Preparing for house settlement day

First things first: before you sign any contract, it’s important to find yourself a settlement agent (normally a solicitor or conveyancer) who will represent you during the settlement process. Every state has certain regulations and procedures that have to be complete before ownership of a property can be transferred, and your agent will work with you during the settlement period to make sure all the boxes are ticked, and everything goes smoothly on settlement day.

Your settlement agent can help to:

  • Check your sales contract for wording, and make sure that the settlement date is correct
  • Speak with your lender to make sure they’ll be there on settlement day to transfer funds
  • Arrange all your cheques with your lender
  • Make sure all the measurements and boundaries match the ‘Certificate of Title’
  • Notify the council of any changes in ownership
  • Sort out your paperwork, which include land transfers, stamp duty, and so on

Before settlement day, you’ll also have some things to take care of on your side, which include:

  • Arranging the final inspection of the property
  • Making sure you have enough money to cover everything aside from the property purchase, including settlement agent fees, lender’s mortgage insurance if you need it, stamp duty, and so on
  • Organising your building and contents insurance
  • Arranging for all your utilities to be connected

Settlement day: doing the final inspection of the property

On settlement day, you’ll need to contact the real estate agent and arrange for a final inspection of the property.
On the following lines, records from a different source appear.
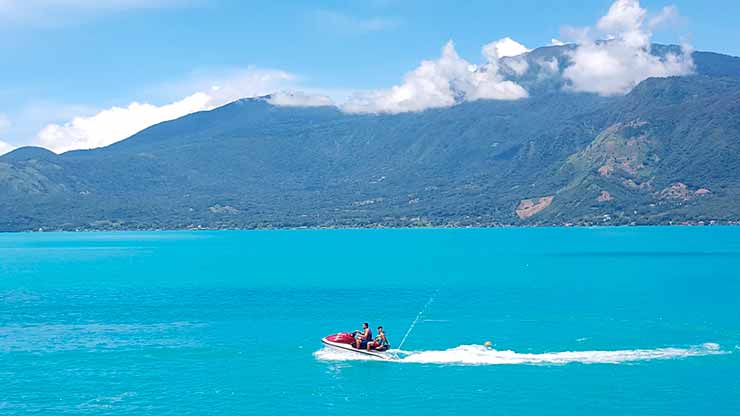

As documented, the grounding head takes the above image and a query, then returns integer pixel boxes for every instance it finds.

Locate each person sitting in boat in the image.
[354,322,372,349]
[368,326,390,351]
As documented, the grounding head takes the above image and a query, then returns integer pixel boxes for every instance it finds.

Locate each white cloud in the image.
[0,140,15,155]
[502,56,530,76]
[483,37,530,59]
[342,40,528,114]
[35,68,300,153]
[563,0,694,96]
[536,57,560,81]
[37,93,211,154]
[186,67,297,105]
[550,38,565,46]
[266,91,334,107]
[648,5,681,29]
[486,38,531,76]
[596,0,646,37]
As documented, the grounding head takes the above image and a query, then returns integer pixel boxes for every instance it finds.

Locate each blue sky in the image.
[1,0,739,154]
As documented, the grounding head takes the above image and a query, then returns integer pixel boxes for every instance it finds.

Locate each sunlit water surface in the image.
[1,227,739,415]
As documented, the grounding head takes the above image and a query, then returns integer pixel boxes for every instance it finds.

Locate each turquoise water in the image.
[1,227,739,414]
This is your final check before handing over your documents, and is normally done on settlement day to ensure the property is in the same condition as it was when it was first sold to you.
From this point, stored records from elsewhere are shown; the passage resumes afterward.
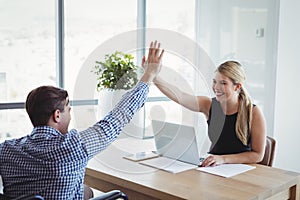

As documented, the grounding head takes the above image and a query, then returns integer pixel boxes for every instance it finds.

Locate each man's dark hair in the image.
[25,86,68,127]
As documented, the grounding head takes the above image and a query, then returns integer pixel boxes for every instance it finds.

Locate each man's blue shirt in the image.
[0,82,149,199]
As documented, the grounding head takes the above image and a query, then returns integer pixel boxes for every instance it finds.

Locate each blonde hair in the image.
[217,61,253,145]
During your final inspection, you should be armed and ready with a checklist. While you may have your own things to add, during a final inspection you should:

  • Turn all the lighting and appliances on and off to check that they work
  • Test all the heating and cooling systems, and the hot water system
  • Check the condition of everything to make sure it’s the same as when the property was sold, including windows, floor coverings, light fittings, doorways, and so on.
  • Confirm that any and all repairs or renovations have been completed, especially if there are any you negotiated during the property sale

Try and be as thorough as possible during your final inspection. If you’re not confident or want a second opinion, you can always ask a friend or family member to come with you, or hire a professional to help.

Settlement day

On the big day, your settlement agent, your lender, and the seller’s representatives will all meet to sign and exchange documents, and arrange the payment for the seller. Mortgage settlement in Australia is also done on settlement day.

Your lender will set up a mortgage for you for your new property, and provide the funds to pay for your home; meanwhile, your settlement agent will make sure all the title transfers are correctly registered, any existing mortgages are cancelled, make sure there are no outstanding debts or caveats that are held on the property, and check that everything in your sales contract has been fulfilled.

The actual settlement process is fairly quick, and it’s entirely up to you if you want to be there.

Paying stamp duty: what you need to know

  • What is stamp duty and who pays for stamp duty? Stamp duty is a tax paid on the purchase of any real estate. It’s always paid for by the buyer.
  • How much do I pay? The rate you pay on stamp duty will depend on which state you’re in, as every state has different rules and regulations, as well as on the cost of the property. There are also concessions and grants as part of the First Home Buyer scheme, although these vary per state as well.
  • Do you pay stamp duty on land? Typically you do have to pay for stamp duty on land, unless you have access to a First Home Buyer grant or a similar concession.

What happens after your house settlement?

After your settlement, your lender will debit you for the amount that was paid during the settlement and your mortgage officially starts - this is called drawing on your loan. You’ll also need to pay stamp duty, and start paying for all the council rates, strata fees if you have any, and other costs.

After this, you can sit back and relax: you’ll get the keys and officially be the owner of your new home.